For teams already tracking performance trends, Safari traffic no longer needs to be treated as a question mark.

## How Teams Can Use This Data Effectively

Site owners should first confirm that their analytics or RUM setup is collecting Performance API data from Safari browsers.

From there, teams can compare Safari behavior with Chrome data to identify browser-specific issues. INP data can highlight slow [JavaScript](https://www.stanventures.com/news/how-to-make-your-javascript-seo-friendly-best-practices-to-avoid-hidden-mistakes-2325/) handlers or delayed visual updates, while LCP can reveal loading problems tied to images, fonts, or layout decisions.

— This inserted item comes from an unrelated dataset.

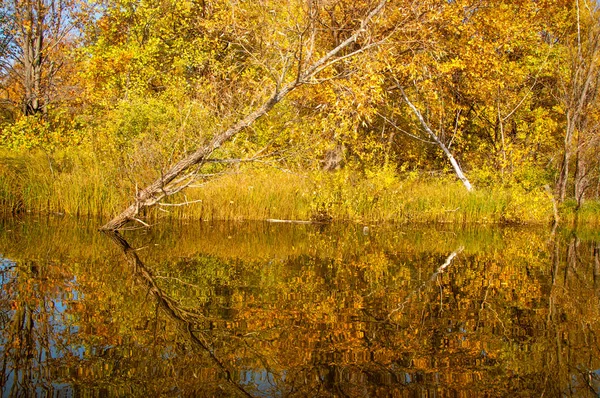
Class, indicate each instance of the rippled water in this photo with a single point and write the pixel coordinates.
(277, 310)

## Why This Matters Beyond Metrics

Safari 26.2 does not change how Google ranks pages, but it does change how clearly site owners can understand user experience across devices.

With Apple traffic finally visible in Core Web Vitals reporting, teams can make decisions based on real behavior rather than assumptions. That leads to faster interactions, fewer frustrating delays, and a more consistent experience for users browsing on Apple devices.

## Key Takeaways

- Safari 26.2 now supports direct measurement of Largest Contentful Paint and Interaction to Next Paint using the browser’s Performance API.
- Site owners can finally collect real user performance data from Safari visitors on Apple devices.
- The update helps identify responsiveness and loading issues that previously went unseen in Safari traffic.
- Public tools like PageSpeed Insights remain unchanged because they rely on Chrome-based data.
- With Safari metrics available, teams can make performance decisions based on a more complete view of user experience.